New Life

As the title suggests, this painting is a celebration of my ‘New Life’, having recently moved to Haverhill (Suffolk), together with my girlfriend, Ginnie.  The painting is the second in a series of autobiographical works I am intending to make throughout the coming months that will explore the nature of our relationship, and our interaction and understanding of our new community.

The idea of a diptych had interested me for some time as a way of including more information into one work without compromising compositional elements.  I had seen a tremendous array of altarpieces during a scholarship to Florence in 2001 (and, indeed, in the National Gallery), focusing on the works of Fra Angelica and other Quattrocento painters.  More relevant to New Life, however, were Stan Spencer’s awe-inspiring murals at the Sandham Memorial Chapel in Burghclere.  The structure of the piece is based on one of the side panels; a main canvas and a predella canvas framed with bare gesso to echo the plaster architrave.



 

The initial idea for the painting was a double portrait of Ginnie and me.  My intention with the semi-clad pose was not one of voyeurism, merely a factual account of how these paintings begin; a lazy Sunday morning spent rifling through various outfits and shoes before lunch.  I captured myself in my mahogany Chevelle mirror, set a good deal back from Ginnie.  The fact that I am very much in the background reflects my more introspective nature.  The focus is certainly on the foreground figure which is set against the more broadly treated self portrait:  From this, however, I developed the highly rendered hand to symbolize, and give importance to, the act of making.

I confess to being a cat lover, and was delighted when Spiv agreed to sit for me!  He is one of three cats we have and was a remarkably agreeable sitter.  Despite our best efforts, Spiv has a, not unusual, habit of bringing all manner of wildlife in for us.  I wanted to represent the ordinariness of this but it does by turn, give the work an air of menace, and a smattering of humour to which I am not averse.  I took inspiration form Durer’s animal drawings, and also some of Landseer’s studies of felled Deer I have in a book.

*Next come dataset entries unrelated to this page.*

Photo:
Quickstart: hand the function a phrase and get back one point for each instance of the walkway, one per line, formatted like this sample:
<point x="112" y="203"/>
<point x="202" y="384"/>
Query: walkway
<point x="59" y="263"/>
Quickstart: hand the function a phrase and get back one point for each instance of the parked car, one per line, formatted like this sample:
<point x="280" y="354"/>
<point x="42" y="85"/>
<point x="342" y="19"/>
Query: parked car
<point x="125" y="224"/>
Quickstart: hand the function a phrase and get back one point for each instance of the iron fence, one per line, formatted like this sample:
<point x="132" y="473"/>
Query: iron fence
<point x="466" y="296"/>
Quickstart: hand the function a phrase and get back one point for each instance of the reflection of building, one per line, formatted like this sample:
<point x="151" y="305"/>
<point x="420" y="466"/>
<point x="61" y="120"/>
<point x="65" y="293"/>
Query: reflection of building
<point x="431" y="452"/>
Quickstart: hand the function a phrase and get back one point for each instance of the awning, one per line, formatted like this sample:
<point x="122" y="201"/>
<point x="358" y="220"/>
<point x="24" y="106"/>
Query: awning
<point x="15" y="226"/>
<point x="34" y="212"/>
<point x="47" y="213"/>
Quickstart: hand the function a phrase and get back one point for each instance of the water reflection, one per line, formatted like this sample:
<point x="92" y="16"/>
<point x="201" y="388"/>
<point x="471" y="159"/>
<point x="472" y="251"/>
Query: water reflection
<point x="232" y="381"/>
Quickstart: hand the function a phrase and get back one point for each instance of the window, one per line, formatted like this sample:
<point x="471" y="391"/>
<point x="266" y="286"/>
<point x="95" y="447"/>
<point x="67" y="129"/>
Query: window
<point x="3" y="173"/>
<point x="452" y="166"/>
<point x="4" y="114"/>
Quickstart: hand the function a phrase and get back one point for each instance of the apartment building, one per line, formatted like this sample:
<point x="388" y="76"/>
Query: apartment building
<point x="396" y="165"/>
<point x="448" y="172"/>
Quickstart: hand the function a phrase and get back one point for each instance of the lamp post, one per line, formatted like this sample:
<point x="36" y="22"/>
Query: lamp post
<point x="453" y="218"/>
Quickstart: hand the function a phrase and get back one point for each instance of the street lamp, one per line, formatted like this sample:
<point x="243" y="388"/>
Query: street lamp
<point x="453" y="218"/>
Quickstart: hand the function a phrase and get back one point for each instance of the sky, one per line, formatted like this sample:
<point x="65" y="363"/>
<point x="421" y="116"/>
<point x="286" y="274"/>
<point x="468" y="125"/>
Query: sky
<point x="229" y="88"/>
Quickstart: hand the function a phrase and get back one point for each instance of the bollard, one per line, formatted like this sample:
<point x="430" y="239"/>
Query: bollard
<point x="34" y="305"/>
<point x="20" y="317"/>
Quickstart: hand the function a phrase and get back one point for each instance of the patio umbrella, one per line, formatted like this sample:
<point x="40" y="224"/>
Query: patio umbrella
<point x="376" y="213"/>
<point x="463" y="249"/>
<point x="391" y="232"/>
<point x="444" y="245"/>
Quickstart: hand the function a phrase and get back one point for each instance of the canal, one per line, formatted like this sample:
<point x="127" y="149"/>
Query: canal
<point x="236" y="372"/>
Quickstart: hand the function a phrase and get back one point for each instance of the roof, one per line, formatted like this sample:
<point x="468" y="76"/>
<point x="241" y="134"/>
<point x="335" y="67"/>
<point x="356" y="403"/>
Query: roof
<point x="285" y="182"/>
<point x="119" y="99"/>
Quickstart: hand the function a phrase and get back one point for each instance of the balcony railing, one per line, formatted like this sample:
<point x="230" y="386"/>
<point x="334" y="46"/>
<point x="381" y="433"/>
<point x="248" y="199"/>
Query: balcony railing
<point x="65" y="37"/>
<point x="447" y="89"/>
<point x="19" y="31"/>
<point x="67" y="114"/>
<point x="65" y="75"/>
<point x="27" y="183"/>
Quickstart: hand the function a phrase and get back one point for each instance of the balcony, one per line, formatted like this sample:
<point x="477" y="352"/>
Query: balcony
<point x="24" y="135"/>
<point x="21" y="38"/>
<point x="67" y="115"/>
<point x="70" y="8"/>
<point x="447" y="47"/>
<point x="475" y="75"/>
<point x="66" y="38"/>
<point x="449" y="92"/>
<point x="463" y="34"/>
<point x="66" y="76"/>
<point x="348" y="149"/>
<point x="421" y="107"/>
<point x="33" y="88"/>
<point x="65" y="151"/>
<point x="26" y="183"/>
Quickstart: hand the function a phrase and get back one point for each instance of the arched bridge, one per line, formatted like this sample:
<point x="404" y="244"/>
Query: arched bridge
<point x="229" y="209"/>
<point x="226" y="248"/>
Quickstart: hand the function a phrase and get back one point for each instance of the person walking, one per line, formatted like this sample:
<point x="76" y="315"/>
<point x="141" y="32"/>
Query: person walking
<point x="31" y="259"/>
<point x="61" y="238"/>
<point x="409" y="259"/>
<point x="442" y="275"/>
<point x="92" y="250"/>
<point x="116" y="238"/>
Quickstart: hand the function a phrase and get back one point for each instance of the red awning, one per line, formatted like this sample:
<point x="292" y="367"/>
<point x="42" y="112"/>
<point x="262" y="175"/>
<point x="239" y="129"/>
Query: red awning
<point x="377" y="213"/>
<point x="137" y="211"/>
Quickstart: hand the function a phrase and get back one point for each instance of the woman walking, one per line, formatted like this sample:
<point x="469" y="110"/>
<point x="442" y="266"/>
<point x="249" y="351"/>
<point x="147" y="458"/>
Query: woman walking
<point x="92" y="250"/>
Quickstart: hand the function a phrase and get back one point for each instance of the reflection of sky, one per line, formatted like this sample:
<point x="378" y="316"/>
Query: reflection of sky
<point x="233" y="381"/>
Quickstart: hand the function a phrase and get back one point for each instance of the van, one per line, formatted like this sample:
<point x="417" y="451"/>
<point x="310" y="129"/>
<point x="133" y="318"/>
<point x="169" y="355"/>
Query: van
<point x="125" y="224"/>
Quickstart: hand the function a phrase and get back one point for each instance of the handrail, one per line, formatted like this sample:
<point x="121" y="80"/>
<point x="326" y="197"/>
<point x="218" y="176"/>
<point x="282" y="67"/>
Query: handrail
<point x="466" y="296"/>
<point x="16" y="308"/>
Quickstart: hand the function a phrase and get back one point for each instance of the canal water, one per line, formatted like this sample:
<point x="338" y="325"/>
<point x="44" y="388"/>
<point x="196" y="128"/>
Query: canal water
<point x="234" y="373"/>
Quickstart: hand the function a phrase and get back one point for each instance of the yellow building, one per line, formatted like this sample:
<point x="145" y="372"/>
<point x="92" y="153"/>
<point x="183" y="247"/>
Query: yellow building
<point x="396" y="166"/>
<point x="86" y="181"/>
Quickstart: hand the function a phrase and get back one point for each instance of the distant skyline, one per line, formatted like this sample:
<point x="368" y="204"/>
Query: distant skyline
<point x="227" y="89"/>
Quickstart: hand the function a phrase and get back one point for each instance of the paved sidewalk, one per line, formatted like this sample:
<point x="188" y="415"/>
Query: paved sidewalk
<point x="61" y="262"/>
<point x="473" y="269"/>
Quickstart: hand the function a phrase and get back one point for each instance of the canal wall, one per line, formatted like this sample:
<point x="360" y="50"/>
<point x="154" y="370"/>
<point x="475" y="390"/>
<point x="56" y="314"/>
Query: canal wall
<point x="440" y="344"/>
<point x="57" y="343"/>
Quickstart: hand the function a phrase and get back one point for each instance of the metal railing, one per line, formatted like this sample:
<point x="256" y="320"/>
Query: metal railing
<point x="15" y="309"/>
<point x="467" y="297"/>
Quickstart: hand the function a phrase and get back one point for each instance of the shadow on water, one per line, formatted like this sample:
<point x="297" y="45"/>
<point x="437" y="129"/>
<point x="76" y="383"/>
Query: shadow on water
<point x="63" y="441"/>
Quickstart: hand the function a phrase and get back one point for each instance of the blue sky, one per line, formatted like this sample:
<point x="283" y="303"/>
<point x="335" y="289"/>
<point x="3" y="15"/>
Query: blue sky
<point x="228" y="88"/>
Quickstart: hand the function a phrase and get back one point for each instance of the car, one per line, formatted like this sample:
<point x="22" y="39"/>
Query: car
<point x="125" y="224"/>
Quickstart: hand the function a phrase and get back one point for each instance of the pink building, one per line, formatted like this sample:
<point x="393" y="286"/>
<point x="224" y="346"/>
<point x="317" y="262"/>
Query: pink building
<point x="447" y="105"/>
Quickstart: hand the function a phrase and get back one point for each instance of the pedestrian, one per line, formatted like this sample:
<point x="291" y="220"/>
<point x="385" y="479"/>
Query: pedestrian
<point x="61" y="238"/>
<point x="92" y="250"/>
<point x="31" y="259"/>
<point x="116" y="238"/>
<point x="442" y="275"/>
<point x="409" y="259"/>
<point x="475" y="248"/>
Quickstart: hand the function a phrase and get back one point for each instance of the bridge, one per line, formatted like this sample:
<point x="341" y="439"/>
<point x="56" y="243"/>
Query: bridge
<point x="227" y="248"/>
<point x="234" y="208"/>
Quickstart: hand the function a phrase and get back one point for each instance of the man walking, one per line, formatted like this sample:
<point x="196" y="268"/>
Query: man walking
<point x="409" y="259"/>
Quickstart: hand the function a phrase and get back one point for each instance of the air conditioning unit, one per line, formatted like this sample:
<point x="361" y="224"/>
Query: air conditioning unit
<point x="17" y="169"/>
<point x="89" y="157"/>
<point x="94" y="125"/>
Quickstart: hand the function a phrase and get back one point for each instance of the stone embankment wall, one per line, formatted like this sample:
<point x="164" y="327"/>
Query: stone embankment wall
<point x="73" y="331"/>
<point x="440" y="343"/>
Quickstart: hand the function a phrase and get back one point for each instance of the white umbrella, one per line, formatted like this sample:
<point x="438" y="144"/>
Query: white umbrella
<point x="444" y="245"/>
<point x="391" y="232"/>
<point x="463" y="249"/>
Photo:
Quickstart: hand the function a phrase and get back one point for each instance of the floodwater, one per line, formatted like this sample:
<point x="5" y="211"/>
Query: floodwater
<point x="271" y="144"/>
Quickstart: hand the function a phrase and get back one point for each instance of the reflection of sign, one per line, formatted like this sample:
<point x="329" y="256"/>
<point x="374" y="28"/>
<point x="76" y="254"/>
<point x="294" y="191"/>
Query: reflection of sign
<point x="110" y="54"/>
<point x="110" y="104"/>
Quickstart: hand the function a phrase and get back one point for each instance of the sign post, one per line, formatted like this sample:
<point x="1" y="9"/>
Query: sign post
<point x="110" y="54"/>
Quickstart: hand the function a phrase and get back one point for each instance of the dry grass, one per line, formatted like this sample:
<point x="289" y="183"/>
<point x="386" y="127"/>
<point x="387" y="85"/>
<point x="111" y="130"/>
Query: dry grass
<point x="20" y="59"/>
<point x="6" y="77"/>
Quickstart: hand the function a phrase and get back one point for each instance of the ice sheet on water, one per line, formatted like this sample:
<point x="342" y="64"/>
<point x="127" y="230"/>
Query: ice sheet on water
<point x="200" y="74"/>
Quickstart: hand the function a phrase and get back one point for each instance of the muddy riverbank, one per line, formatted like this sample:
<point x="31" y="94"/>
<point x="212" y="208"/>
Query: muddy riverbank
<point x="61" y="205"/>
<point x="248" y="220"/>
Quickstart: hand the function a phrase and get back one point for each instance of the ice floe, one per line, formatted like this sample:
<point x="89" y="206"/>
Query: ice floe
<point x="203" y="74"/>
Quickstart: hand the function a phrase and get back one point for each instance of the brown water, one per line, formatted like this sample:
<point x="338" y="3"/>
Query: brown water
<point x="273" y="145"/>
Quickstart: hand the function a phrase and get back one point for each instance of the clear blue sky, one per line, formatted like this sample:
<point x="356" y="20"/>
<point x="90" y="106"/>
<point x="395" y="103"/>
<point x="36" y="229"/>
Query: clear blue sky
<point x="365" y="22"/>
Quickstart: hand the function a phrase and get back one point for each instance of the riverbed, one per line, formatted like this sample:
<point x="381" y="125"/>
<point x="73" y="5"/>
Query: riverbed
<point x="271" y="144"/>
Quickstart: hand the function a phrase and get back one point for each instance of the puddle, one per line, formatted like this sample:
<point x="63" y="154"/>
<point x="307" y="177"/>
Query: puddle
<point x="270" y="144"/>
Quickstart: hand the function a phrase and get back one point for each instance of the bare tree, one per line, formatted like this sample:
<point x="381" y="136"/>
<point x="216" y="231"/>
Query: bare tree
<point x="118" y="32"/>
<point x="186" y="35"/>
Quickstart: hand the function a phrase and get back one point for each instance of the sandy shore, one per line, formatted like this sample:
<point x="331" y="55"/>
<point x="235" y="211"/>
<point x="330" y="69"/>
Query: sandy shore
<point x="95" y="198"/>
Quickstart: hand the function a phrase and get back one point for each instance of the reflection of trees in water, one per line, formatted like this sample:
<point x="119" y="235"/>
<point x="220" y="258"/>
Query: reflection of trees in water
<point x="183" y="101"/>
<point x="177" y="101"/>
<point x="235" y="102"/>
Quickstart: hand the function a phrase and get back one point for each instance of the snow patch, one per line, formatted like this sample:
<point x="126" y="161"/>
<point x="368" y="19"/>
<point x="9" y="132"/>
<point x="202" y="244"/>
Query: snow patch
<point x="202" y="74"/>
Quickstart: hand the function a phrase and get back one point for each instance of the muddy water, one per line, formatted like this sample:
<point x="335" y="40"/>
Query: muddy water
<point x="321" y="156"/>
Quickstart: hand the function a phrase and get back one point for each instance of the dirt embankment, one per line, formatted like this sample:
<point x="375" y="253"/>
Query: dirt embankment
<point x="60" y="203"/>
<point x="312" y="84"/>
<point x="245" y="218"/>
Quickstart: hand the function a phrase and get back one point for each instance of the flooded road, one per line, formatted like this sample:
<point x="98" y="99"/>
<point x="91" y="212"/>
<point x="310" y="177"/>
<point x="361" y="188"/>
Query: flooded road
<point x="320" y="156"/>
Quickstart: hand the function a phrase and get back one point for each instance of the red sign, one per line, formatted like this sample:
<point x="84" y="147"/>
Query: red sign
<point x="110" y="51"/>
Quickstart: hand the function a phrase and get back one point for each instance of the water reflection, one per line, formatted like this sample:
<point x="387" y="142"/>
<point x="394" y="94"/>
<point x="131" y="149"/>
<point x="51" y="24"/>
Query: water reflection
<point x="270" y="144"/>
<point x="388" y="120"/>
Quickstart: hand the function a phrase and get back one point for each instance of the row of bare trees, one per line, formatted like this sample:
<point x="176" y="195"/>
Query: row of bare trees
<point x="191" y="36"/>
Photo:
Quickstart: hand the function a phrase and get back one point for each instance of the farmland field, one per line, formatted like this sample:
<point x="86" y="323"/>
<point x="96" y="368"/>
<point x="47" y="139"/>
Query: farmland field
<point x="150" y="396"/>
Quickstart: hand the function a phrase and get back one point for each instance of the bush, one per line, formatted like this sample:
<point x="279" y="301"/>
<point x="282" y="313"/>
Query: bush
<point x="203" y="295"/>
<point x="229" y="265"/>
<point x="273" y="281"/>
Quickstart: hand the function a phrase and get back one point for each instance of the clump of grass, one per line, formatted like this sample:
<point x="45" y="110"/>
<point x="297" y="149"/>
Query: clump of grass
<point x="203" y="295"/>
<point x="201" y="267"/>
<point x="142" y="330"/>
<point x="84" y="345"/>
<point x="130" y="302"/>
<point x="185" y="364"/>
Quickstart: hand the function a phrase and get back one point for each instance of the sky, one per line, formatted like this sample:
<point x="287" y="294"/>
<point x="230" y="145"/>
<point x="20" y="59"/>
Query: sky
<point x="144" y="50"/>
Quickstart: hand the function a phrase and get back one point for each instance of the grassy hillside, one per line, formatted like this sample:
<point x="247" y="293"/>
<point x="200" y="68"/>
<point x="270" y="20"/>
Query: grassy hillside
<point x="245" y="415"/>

In the predella canvas, I wanted it to give some impression of where we live.  The row of Victorian worker cottages is a common site in Haverhill, built at a time when the town was a thriving success thanks to the manufacture of Drabbet Smocks.  This scene, captured with the light falling at around 11.30, is a bustling mixture of add-ons, extensions and home improvements, capturing an intimate view into peoples back gardens.  It owes an obvious debt to Vermeer’s ‘The Little Street’.  The white house to the far right is indicative of the town’s later development during the sixties.  It became a London overspill town and, in a masterful stroke of town planning, two insipid housing estates were plonked on either side of the high street, just as Dr. Beeching brought his unwieldy axe down on the train station.

It may not be Cookham, but in Haverhill in 2007, perhaps urban planning is more relevant than swan upping.